Первого января 1869 года я чувствовал, что вообще ничего никому не могу предложить.

После бракосочетания Кэролайн я старался по возможности реже бывать в пустом пятиэтажном доме на Глостер-плейс. В ноябре я гостил у Леманов и Бердсов столько времени, сколько мне позволили эти славные люди. Я даже провел несколько дней у Форстера (сильно меня недолюбливавшего) в нелепом, но комфортабельном особняке на Пэлис-Гейт. Форстер стал еще более надменным и занудным, чем после своей женитьбы на деньгах, и его неприязнь ко мне (или скорее ревность, ибо он видел соперника в любом, кто состоял с Диккенсом в более близких отношениях, чем он) возросла соразмерно с его благосостоянием и обхватом талии, но все же он слыл и сам полагал себя слишком благовоспитанным джентльменом, чтобы выставить меня прочь или поинтересоваться, с чего вдруг я решил погостить у него. (Если бы Форстер спросил, чему он обязан моим визитом, я бы честно ответил тремя словами: вашему винному погребу.)
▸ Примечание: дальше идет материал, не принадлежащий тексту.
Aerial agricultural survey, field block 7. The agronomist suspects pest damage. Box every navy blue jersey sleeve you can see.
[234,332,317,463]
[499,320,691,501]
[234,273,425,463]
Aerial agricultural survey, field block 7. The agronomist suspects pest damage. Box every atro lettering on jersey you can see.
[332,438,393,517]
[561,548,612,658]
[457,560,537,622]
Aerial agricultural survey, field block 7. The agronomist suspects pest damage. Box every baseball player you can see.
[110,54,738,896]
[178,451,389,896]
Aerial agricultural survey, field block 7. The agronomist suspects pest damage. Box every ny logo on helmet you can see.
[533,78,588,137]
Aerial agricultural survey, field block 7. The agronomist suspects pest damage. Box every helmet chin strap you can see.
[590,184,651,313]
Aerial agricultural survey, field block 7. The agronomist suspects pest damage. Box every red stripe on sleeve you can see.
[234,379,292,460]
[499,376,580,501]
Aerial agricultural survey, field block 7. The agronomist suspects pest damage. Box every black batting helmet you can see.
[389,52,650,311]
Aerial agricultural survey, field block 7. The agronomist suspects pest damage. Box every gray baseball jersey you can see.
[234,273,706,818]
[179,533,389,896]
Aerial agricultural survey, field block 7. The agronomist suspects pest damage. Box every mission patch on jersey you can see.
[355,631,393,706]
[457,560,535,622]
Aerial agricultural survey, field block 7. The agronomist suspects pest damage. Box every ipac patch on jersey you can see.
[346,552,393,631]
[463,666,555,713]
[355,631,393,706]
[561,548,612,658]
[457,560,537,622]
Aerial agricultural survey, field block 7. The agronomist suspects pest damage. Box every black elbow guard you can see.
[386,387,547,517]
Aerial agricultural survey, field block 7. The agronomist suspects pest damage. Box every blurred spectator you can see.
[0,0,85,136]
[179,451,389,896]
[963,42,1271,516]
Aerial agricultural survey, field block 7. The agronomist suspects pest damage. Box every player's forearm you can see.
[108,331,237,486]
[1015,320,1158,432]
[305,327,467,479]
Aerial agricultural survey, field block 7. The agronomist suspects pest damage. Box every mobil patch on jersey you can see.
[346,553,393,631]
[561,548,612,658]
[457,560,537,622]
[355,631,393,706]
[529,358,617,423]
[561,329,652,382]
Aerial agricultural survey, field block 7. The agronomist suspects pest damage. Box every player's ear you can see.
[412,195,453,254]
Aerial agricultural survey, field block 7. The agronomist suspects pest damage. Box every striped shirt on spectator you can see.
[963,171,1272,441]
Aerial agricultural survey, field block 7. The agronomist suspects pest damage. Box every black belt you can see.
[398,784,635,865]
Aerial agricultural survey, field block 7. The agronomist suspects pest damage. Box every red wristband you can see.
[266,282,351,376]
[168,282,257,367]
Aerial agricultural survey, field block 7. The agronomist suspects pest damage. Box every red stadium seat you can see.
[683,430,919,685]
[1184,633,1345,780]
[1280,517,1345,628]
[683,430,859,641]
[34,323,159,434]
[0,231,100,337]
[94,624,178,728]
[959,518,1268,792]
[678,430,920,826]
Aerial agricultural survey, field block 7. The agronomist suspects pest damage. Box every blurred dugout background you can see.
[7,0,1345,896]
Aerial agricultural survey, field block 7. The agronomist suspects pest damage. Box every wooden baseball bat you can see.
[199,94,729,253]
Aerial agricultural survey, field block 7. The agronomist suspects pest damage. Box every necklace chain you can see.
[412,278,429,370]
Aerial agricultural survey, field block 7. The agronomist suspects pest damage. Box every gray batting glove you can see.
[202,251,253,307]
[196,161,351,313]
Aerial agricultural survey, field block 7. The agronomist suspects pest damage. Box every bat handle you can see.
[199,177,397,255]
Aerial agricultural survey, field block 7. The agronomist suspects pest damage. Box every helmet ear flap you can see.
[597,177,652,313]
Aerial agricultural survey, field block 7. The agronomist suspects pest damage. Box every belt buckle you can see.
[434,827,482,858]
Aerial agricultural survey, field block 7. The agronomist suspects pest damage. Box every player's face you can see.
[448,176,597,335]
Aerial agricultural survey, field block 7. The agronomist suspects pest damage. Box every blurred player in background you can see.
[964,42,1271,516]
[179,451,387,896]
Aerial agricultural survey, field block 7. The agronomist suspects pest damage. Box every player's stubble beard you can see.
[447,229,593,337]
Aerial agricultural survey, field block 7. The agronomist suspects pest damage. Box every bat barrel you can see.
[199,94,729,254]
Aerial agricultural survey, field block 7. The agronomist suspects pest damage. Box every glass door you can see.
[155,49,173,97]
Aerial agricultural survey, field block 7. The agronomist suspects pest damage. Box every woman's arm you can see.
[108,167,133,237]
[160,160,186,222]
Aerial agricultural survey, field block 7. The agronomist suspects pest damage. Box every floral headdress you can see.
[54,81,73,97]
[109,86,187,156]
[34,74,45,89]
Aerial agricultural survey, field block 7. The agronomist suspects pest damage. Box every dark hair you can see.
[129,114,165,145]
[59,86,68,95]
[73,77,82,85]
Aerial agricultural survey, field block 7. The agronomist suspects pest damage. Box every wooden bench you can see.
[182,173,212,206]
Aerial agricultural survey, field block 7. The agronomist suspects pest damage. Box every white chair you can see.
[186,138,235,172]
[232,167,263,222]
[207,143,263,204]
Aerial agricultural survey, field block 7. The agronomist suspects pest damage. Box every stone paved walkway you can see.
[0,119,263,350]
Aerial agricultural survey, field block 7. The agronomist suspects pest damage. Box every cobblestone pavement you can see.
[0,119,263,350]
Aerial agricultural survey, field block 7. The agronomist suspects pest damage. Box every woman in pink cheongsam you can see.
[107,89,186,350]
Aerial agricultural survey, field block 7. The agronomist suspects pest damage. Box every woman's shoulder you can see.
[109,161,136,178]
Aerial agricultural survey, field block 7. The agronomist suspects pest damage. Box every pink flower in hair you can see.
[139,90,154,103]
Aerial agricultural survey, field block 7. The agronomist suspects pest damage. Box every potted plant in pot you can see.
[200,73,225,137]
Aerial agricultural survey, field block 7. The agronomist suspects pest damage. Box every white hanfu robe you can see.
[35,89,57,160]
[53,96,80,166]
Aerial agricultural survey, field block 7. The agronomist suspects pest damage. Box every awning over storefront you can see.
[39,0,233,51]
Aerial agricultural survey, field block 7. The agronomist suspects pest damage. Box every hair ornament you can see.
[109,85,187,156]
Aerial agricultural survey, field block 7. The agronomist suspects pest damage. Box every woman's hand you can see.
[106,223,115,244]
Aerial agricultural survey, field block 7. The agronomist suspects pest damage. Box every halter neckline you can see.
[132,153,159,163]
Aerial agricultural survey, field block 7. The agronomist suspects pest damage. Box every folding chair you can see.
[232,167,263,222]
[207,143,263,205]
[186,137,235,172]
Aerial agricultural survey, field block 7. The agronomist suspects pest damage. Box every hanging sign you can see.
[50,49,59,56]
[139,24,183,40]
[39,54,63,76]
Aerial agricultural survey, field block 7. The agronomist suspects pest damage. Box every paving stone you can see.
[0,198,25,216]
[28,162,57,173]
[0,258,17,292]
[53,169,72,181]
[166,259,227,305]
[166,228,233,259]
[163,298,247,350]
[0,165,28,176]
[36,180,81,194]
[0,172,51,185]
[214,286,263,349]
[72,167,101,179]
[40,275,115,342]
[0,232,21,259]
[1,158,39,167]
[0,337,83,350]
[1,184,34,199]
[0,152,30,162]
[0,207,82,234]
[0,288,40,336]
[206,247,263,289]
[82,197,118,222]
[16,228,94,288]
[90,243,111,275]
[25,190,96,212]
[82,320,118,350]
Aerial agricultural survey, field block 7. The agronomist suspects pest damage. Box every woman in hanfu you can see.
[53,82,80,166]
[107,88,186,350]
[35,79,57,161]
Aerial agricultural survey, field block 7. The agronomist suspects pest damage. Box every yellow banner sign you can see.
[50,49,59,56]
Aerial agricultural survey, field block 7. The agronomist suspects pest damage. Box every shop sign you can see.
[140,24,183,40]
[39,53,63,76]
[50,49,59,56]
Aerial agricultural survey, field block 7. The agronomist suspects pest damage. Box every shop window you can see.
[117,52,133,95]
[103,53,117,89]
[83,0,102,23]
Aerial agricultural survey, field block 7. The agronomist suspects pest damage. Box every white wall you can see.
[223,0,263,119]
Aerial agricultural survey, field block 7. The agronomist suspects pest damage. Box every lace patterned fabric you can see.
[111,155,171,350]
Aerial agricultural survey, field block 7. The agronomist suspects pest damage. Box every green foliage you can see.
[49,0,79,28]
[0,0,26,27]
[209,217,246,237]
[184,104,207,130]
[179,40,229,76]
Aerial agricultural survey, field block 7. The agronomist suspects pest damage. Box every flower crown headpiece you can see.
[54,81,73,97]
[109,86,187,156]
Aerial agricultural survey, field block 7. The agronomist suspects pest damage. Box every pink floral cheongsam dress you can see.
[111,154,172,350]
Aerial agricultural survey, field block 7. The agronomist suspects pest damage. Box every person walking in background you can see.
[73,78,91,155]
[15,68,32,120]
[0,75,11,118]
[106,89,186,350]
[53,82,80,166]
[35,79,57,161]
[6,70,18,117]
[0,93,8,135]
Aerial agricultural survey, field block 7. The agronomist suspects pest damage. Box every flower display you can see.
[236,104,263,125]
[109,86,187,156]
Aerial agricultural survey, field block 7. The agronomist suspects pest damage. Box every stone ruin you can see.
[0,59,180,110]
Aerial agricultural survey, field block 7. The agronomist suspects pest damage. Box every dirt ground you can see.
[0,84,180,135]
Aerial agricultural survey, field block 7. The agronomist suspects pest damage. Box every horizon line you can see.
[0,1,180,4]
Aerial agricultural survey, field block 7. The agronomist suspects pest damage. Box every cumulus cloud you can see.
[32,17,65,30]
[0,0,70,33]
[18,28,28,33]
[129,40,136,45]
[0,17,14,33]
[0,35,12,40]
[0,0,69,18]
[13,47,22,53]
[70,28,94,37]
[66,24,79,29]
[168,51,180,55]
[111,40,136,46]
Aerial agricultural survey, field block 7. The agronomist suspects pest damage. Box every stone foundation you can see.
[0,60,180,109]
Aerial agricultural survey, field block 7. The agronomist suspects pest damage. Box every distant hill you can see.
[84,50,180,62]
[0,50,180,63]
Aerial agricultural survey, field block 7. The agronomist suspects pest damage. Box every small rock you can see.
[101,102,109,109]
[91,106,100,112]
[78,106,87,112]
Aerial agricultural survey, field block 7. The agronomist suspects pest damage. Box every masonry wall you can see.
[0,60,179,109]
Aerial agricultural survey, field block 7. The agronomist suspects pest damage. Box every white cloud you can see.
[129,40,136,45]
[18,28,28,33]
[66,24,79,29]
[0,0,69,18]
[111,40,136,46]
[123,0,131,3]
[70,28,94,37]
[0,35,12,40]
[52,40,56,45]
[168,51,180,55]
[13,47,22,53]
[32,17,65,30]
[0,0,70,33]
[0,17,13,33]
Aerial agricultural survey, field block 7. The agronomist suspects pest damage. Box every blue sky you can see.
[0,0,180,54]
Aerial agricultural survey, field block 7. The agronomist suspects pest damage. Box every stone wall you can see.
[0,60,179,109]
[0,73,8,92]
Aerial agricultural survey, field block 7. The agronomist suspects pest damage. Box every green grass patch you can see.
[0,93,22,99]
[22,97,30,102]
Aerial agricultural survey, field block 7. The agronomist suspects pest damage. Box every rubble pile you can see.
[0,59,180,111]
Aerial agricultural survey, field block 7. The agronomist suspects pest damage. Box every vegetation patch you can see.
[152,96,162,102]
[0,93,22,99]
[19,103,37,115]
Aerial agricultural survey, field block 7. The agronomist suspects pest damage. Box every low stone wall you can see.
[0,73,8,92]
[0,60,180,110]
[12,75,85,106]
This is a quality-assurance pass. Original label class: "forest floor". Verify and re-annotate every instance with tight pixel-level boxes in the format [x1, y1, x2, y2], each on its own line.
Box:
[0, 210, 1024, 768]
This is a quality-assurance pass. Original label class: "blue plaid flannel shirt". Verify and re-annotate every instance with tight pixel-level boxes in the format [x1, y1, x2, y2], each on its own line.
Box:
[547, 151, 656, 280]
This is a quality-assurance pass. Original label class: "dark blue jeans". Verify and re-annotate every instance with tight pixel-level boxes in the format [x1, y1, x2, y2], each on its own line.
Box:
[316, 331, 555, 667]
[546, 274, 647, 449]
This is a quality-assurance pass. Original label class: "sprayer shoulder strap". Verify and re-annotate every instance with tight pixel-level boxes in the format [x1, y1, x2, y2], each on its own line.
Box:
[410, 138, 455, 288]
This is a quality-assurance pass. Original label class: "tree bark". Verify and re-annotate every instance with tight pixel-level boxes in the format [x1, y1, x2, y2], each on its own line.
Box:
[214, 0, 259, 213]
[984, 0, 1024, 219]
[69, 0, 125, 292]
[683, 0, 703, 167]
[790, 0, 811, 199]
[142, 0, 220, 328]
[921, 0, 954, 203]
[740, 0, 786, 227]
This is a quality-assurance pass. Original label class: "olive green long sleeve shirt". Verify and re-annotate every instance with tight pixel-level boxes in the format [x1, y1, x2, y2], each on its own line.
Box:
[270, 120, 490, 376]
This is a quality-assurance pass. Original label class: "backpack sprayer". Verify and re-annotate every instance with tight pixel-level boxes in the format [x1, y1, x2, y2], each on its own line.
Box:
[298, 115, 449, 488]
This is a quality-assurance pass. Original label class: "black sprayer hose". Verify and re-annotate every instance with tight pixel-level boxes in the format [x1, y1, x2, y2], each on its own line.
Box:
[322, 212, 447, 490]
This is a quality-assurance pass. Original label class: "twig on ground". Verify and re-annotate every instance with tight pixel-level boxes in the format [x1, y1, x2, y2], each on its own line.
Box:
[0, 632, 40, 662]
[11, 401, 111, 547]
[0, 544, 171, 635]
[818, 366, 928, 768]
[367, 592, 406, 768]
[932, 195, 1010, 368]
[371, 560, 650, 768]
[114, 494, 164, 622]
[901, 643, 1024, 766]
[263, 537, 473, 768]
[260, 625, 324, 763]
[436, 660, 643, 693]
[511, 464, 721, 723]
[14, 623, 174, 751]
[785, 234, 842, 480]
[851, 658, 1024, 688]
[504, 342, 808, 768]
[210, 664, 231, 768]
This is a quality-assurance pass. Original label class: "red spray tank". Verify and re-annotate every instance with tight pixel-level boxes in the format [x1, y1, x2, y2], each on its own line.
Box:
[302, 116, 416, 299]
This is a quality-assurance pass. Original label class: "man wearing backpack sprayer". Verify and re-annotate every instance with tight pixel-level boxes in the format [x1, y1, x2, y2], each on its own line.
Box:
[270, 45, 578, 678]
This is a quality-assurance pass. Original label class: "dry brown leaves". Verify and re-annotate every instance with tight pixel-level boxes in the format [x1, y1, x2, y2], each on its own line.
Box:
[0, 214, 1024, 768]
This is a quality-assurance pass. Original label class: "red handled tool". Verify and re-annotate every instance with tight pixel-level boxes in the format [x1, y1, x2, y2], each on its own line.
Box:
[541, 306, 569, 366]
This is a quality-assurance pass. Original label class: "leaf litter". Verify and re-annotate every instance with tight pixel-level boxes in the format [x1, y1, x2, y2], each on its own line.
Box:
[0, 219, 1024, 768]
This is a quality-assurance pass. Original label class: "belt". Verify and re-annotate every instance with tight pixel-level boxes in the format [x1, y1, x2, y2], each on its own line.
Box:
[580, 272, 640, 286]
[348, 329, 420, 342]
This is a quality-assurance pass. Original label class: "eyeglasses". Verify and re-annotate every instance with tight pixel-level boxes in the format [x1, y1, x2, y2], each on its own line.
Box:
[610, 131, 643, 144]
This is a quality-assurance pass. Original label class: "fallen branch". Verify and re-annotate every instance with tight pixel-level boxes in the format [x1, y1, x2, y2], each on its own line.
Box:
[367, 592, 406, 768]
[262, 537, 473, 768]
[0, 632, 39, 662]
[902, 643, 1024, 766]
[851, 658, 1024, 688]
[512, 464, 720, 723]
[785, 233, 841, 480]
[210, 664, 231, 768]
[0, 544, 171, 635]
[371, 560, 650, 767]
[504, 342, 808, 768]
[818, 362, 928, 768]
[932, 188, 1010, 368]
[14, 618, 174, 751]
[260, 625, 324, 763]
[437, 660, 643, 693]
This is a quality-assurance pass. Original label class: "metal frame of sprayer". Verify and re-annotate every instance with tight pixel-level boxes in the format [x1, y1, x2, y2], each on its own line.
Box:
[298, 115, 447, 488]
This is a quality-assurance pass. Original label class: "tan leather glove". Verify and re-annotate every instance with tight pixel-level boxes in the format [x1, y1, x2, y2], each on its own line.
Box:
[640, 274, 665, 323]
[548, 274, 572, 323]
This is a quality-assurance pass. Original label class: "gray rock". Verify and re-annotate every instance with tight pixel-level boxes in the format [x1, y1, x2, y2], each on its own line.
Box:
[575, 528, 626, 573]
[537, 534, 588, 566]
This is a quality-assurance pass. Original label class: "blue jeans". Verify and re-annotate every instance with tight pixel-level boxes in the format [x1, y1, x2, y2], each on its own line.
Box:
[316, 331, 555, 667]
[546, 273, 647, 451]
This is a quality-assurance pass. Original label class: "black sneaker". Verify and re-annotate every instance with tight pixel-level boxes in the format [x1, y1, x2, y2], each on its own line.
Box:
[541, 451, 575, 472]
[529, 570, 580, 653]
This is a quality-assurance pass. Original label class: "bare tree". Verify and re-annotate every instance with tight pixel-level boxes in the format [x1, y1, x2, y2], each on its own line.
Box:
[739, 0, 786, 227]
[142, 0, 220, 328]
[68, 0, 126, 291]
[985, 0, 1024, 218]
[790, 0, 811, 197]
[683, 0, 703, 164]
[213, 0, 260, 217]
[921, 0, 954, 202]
Но нельзя же вечно жить по друзьям и знакомым, и потому часть декабря я провел в огромном старом доме на Глостер-плейс в обществе Кэрри, а Джордж, Бесс и стеснительная Агнес суетливо сновали где-то на заднем плане, безуспешно стараясь избежать вспышек моего раздражения.

Когда Диккенс письменно пригласил меня приехать вместе с Кейт и Чарли на Рождество в Гэдсхилл- плейс, я поначалу заколебался — вроде как нечестно пользоваться гостеприимством человека, которого ты твердо решил убить при первом же удобном случае, — но в конечном счете неохотно принял приглашение. Просто дом на Глостер-плейс казался слишком пустым, когда пустовал.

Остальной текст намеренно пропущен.